The explanation of the entire contents of the file is beyond the scope of this article but one helpful application of this capability is to confirm native at rest encryption is functioning properly.

I have some data loaded into this cluster, let's look for any data containing "New York"

cockroach debug pebble sstable scan 000021.sst | grep "New York" | tail -n 10
/Table/52/1/"\xfeD\xe7\x1f\x90;H\x00\xbf\"s\x8f\xc8\x1d\xea\xc4"/0/1642197103.541702000,0#0,SET "\xa8\xf5&\xb7\n&\x02NY\x16\rNew York City\x13\xbc\xe9\x81\b"
/Table/52/1/"\xfe{\x90,\xdb\xebH\x00\xbf=\xc8\x16m\xf5\xc4\x00"/0/1642196996.701019000,0#0,SET "\xe5\xa0O\xa7\n&\x02NY\x16\rNew York City\x13\xa4\xa6\xb6\x02"
/Table/52/1/"\xfe\xe9\xec\xdc\xc7KH\x00\xbft\xf6nc\xa5\xeaR"/0/1642196996.701019000,0#0,SET "\xf5\xb2\xce\xf3\n&\x02NY\x16\rNew York City\x13\xa2\xfe\x8a\x04"
/Table/52/1/"\xff\x00\xb7\xdd~\x01H\x00\xbf\x80[\xee\xbf\x00\xfc\xf5"/0/1642197080.834041000,0#0,SET "\xa7\xf9/W\n&\x02NY\x16\rNew York City\x13\x92\xb3\xc2\x04"
/Table/52/1/"\xff\x1a\xae\xfb\xe9\xbdH\x00\xbf\x8dW}\xf4\u07ba$"/0/1642197066.200311000,0#0,SET "\xab\xe6\xdaV\n&\x02NY\x16\rNew York City\x13\xee\xb2\xda\x01"
/Table/52/1/"\xffB\x1d8\x01\xef@\x00\xbf\xa1\x0e\x9c\x00\xf7\xb6\xe9"/0/1642197003.063291000,0#0,SET "\x01\x91\x15\xcc\n&\x02NY\x16\rNew York City\x13\xfa\xa6\xe2\x01"
/Table/52/1/"\xffX\xbaّb@\x00\xbf\xac]lȱ>\x10"/0/1642196996.701019000,0#0,SET "\xbb\xfb\f\xd2\n&\x02NY\x16\rNew York City\x13\x86\x92\xab\x04"
/Table/52/1/"\xff\xc60\xef+AH\x00\xbf\xe3\x18w\x95\xa0\xd4C"/0/1642196996.701019000,0#0,SET "\xfc!\xf2\xd6\n&\x02NY\x16\rNew York City\x13\xa2\xb9\xe8\a"
/Table/52/1/"\xff\xe8>\x1c2\xde@\x00\xbf\xf4\x1f\x0e\x19o8\xa6"/0/1642197052.306718000,0#0,SET "\x9f\x80l\xf6\n&\x02NY\x16\rNew York City\x13Æ£\xcb\x02"
/Table/52/1/"\xff\xf7n\x8b\xb5\xda@\x00\xbf\xfb\xb7E\xda\xed)4"/0/1642197109.857052000,0#0,SET "-\xd1:\xec\n&\x02NY\x16\rNew York City\x13\xaa\x91\x93\x03"

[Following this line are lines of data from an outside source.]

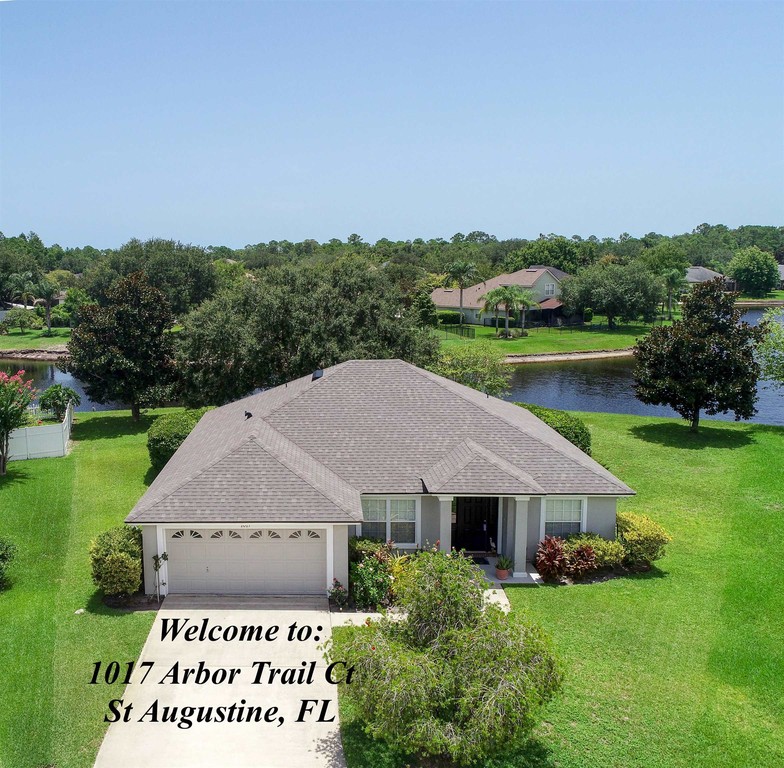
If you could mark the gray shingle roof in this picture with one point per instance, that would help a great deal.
(365, 427)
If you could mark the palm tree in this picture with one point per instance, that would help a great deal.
(492, 302)
(525, 301)
(47, 293)
(673, 281)
(22, 287)
(464, 273)
(511, 298)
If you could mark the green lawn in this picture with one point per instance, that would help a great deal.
(682, 666)
(546, 340)
(14, 339)
(52, 508)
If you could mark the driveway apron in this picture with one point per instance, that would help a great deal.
(307, 744)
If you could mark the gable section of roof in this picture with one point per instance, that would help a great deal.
(472, 468)
(265, 478)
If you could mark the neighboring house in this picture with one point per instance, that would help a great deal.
(705, 275)
(544, 282)
(263, 495)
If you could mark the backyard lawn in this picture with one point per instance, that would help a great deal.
(682, 666)
(52, 508)
(547, 340)
(14, 339)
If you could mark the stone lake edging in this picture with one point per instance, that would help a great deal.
(51, 355)
(557, 357)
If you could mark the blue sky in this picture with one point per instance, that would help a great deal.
(240, 122)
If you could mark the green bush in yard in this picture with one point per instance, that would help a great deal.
(609, 553)
(7, 555)
(642, 538)
(360, 547)
(167, 434)
(110, 553)
(565, 424)
(371, 583)
(121, 575)
(460, 683)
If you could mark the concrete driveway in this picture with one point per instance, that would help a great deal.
(137, 740)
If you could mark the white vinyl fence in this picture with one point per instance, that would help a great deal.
(42, 442)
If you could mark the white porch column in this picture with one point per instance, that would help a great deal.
(521, 535)
(445, 523)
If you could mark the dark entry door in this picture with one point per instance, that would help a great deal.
(476, 523)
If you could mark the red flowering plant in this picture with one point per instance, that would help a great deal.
(15, 395)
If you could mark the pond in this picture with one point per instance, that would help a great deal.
(588, 385)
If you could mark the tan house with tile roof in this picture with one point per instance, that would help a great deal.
(263, 495)
(544, 282)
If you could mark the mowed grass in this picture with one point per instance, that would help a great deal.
(683, 666)
(15, 339)
(548, 340)
(49, 713)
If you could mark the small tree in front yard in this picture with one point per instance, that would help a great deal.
(455, 680)
(57, 398)
(704, 361)
(16, 394)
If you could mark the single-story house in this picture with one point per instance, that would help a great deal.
(544, 282)
(263, 495)
(705, 275)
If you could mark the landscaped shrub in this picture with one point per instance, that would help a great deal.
(167, 434)
(360, 547)
(443, 591)
(565, 424)
(121, 575)
(580, 561)
(371, 583)
(448, 317)
(458, 684)
(551, 560)
(643, 539)
(7, 555)
(110, 553)
(608, 553)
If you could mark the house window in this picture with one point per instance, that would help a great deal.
(563, 517)
(394, 519)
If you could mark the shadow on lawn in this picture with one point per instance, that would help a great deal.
(362, 750)
(109, 427)
(680, 436)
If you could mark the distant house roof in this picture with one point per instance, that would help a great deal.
(311, 447)
(472, 296)
(701, 275)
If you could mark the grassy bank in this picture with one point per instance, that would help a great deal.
(683, 666)
(14, 339)
(52, 508)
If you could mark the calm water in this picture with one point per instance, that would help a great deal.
(588, 385)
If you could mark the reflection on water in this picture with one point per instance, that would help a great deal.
(588, 385)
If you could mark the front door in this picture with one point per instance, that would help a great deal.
(476, 523)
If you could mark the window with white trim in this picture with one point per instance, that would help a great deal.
(394, 519)
(563, 517)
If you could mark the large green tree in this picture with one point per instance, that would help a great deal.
(290, 321)
(756, 271)
(621, 292)
(123, 351)
(704, 362)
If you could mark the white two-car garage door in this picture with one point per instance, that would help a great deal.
(258, 561)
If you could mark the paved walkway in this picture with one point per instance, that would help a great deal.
(307, 744)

Topic 4 Save Docker containers as files

This topic is not particularly about CockroachDB as much as the ecosystem. Once in a while you get customer inquiries about strict compliance rules preventing these organizations from executing typical workflows we take for granted. Case in point, a financial services organization has rigid guidelines for container image lifecycle. In a nutshell, they have to go through a process of fetching images from public registries. Instead they maintain their own regulated registry which they populate with images their internal team deems safe. This particular customer has no means of pulling our Kubernetes Operator. There are several ways you can fetch our Kubernetes artifacts, either through the Docker Hub or using our github repo. For the sake of accelerating path to success for this customer as well as my genunine curiosity, I decided to see what are the possibilities. Little did I know that this capability is built-in and fairly straightfoward. The magic is in docker save command. I was able to quickly stitch together a runbook for this particular customer to follow and at the same time learn a new trick with Docker! Without further ado:

docker pull cockroachdb/cockroach-operator:v2.5.0
docker save cockroachdb/cockroach-operator:v2.5.0 | gzip > cockroach-operator.tar.gz
docker pull cockroachdb/cockroach:v21.2.4
docker save cockroachdb/cockroach:v21.2.4 | gzip > cockroachdb.tar.gz

The first command pulls the tagged version of our operator. The second command saves the container and pipes it as stdout to gzip utility which then compresses the image to a file. Since we're going to need CockroachDB for this to work as well, I repeat the steps for that container.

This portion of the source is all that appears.